What belongs in your life is some time to sit down and enjoy this playlist. It will likely bring a lot of new and international songs to your own collection. It’s a particularly good one for laying on the sofa, in a sunlight slice, just reminding yourself of the restorative power of great music.
You start off with a track called Worry, by a group called Songhoy Blues.
Let’s call this one an anthem for 2020 and 2021; a mantra of sorts.
“I have always had a soft spot for West African Psych Rock,” Elford says. “There was an explosion of bands in the genre in the ‘60s and ‘70s, right around when a lot of African countries were gaining their independence. A lot of them sing in English, and the instrumentation is familiar. They’re usually a couple of guitars, bass, and drums. Maybe a keyboard. They work with unique song structures, have a powerful social and political voice, and they absolutely rip on their instruments. This song is a shot of espresso mixed with a shot of mezcal. It gives me life from the first note.”
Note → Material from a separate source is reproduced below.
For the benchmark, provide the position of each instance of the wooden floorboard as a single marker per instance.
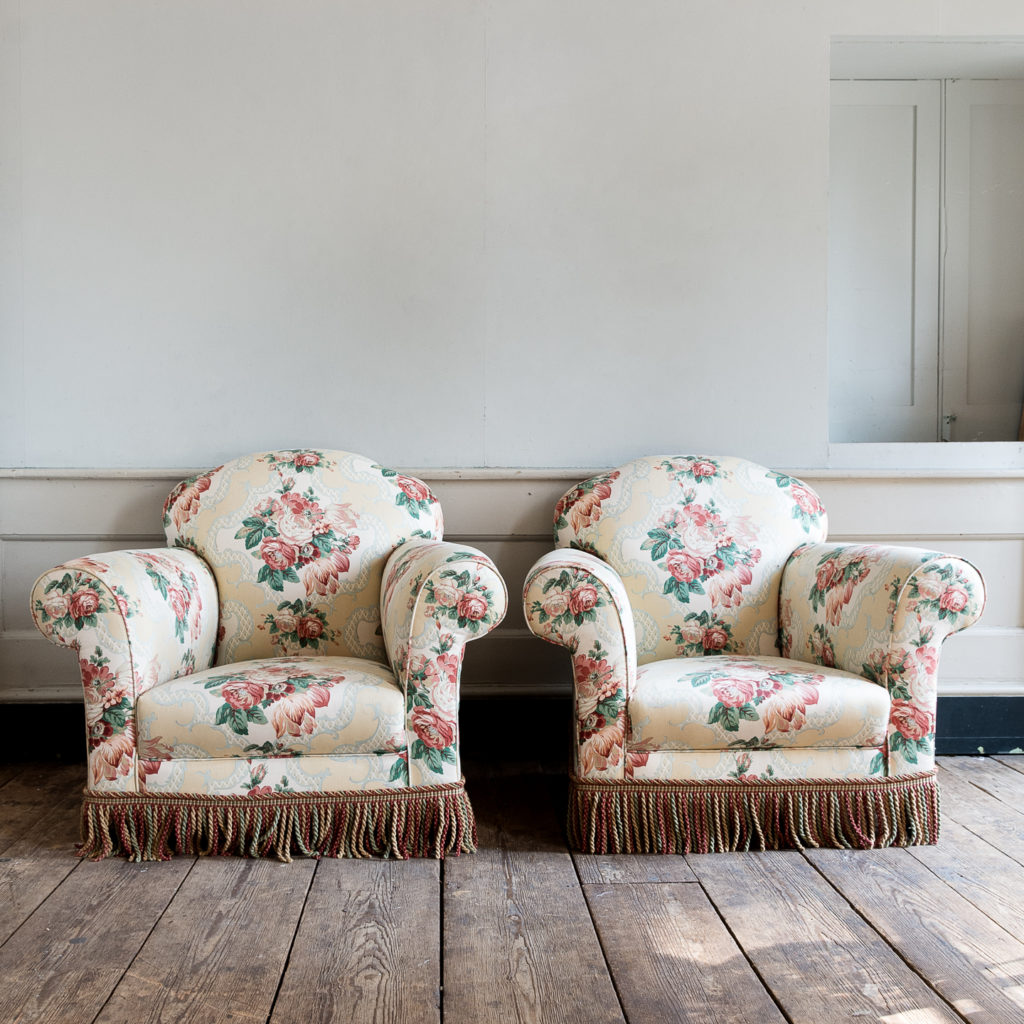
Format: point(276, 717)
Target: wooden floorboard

From there you move into Havana Maestros’ AmeriCuba, which is a collaboration effort by Cuban musicians, including a few from the famed Buena Vista Social Club.
“It was produced by these guys the Berman Brothers, who are actually best known for producing Who Let The Dogs Out by the Baja Men,” Elford adds.
From there, his choices mellow a bit, before closing strong with a groove by Farhot––a German / Afghan producer.
“I wanted this playlist to do a few things. I wanted it to give me (and others) life. I wanted it to celebrate diverse voices and cultures. I wanted it to be healing. And I wanted it to be a voyage of discovery for those that might not know so many of these artists. It skips genres like every song but I think it flows really well,” Elford says.